Durch dieses Abkommen erklärte sich die Türkei bereit, nicht anerkannte Flüchtlinge aus Griechenland zurückzunehmen und die Grenzen für illegale Einwanderung geschlossen zu halten. Neben sechs Milliarden Euro, die vor allem zur Verbesserung der Lebensumstände der Flüchtlinge in der Türkei verwendet werden sollen, wurde der türkischen Regierung auch die Abschaffung der Visapflicht für türkische Bürgerinnen und Bürger in der EU in Aussicht gestellt.

Im Gegenzug verpflichtete sich die EU für jeden in die Türkei zurückgeschickten nicht-anerkannten Flüchtling einen anerkannten, vorwiegend syrischen Flüchtling aufzunehmen. Diese Vereinbarung funktioniert im Vergleich zu dem internen "relocation"-Umverteilungsprogramm besser: Bis Februar 2017 wurden 15.000 Flüchtlinge von insgesamt 21 EU-Ländern aufgenommen.

Dennoch ist die Zahl der Neuankömmlinge weiterhin höher als die Zahl der Rückführungen aus Griechenland in die Türkei, wodurch weiterhin Menschen vor allem auf die griechischen Inseln strömen. Gerade deshalb pocht die EU-Kommission darauf, die im ersten "relocation"-Programm festgesetzten Maßnahmen weiter umzusetzen.

Flüchtlinge im Lager

Österreich bei "resettlement" auf Platz drei

Die meisten Flüchtlinge, die über das "resettlement"-Programm aus der Türkei verteilt wurden, gelangten nach Norwegen (2.924) und Großbritannien (2.200). Auf Platz drei liegt bereits Österreich mit 1.643 aufgenommenen Flüchtlingen.

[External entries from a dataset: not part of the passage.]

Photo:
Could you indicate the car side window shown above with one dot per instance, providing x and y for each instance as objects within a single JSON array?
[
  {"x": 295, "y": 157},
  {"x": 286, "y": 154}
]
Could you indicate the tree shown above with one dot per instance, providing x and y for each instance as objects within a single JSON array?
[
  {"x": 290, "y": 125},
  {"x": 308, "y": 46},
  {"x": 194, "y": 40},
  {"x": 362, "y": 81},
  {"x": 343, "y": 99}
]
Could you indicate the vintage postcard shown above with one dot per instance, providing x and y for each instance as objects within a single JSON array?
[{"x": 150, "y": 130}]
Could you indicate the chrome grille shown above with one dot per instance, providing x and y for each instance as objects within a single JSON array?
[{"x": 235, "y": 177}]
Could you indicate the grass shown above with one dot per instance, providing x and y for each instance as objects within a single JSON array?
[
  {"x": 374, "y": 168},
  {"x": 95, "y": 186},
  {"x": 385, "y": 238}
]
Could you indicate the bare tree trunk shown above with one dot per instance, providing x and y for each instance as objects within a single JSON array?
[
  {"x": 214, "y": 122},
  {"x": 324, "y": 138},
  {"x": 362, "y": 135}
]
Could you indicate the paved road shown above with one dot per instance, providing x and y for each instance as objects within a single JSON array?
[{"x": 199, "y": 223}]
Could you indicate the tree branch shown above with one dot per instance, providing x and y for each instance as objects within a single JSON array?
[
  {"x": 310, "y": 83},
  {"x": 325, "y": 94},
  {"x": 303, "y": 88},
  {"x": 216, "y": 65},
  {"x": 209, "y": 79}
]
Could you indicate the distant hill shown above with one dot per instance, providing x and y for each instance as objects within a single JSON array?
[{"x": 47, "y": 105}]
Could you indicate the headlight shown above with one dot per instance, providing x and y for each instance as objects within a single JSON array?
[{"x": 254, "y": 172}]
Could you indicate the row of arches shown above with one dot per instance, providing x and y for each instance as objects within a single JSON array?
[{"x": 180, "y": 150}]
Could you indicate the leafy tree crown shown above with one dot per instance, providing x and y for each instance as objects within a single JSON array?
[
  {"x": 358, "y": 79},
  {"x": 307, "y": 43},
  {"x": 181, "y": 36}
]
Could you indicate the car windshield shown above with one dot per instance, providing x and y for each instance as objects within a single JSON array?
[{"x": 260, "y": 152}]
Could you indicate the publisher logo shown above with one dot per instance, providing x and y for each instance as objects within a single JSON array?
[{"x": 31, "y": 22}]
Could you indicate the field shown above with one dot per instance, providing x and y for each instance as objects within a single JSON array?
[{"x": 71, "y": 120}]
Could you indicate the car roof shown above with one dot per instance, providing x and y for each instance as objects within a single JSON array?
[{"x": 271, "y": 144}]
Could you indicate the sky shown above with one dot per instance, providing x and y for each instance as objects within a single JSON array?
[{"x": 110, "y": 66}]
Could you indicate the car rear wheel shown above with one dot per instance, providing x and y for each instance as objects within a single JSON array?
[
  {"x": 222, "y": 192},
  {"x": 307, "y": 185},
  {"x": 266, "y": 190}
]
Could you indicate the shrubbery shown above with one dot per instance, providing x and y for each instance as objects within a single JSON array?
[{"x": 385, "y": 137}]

Während sich Österreich also bei dem "resettlement"-Programm sehr engagiert beteiligt, hat es zur Entlastung von Italien und Griechenland im Zuge der "relocation"-Maßnahme noch keinen Beitrag geleistet.

Nachdem die EU-Kommission mit einem Vertragsverletzungsverfahren gedroht hatte, sicherte die Bundesregierung nun jedoch zu, 50 minderjährige Flüchtlinge aus Italien aufzunehmen.

Wieder vermehrter Flüchtlingszustrom über Mittelmeerroute

Da die Grenzen zwischen der Türkei und Griechenland durch das Abkommen mit der Türkei mittlerweile fast dicht sind, kommen aktuell vermehrt Flüchtlinge über die gefährliche Zentrale Mittelmeerroute. Laut Frontex erreichte 2016 die Zahl der Migranten, die auf der Zentralen Mittelmeerroute nach Italien übersetzten, mit 181.000 Menschen einen neuen Höchststand. Für das Jahr 2017 wird damit gerechnet, dass der Wert sogar auf 300.000 ansteigen könnte. Mittlerweile sind es 13-mal mehr Flüchtlinge, die nach Italien kommen, als über die Türkei nach Griechenland gelangen. Die EU versucht, besonders die Zusammenarbeit mit Libyen und die Ausbildung sowie Ausrüstung der Küstenwache des nordafrikanischen Landes zu stärken. Abgelehnte Asylwerbende sollen schneller abgeschoben und rückgeführt werden. Konkrete und verbindliche politische Lösungen , wie künftig zumindest weniger Menschen über die Mittelmeerroute nach Europa gelangen, sind jedoch nicht in Sicht.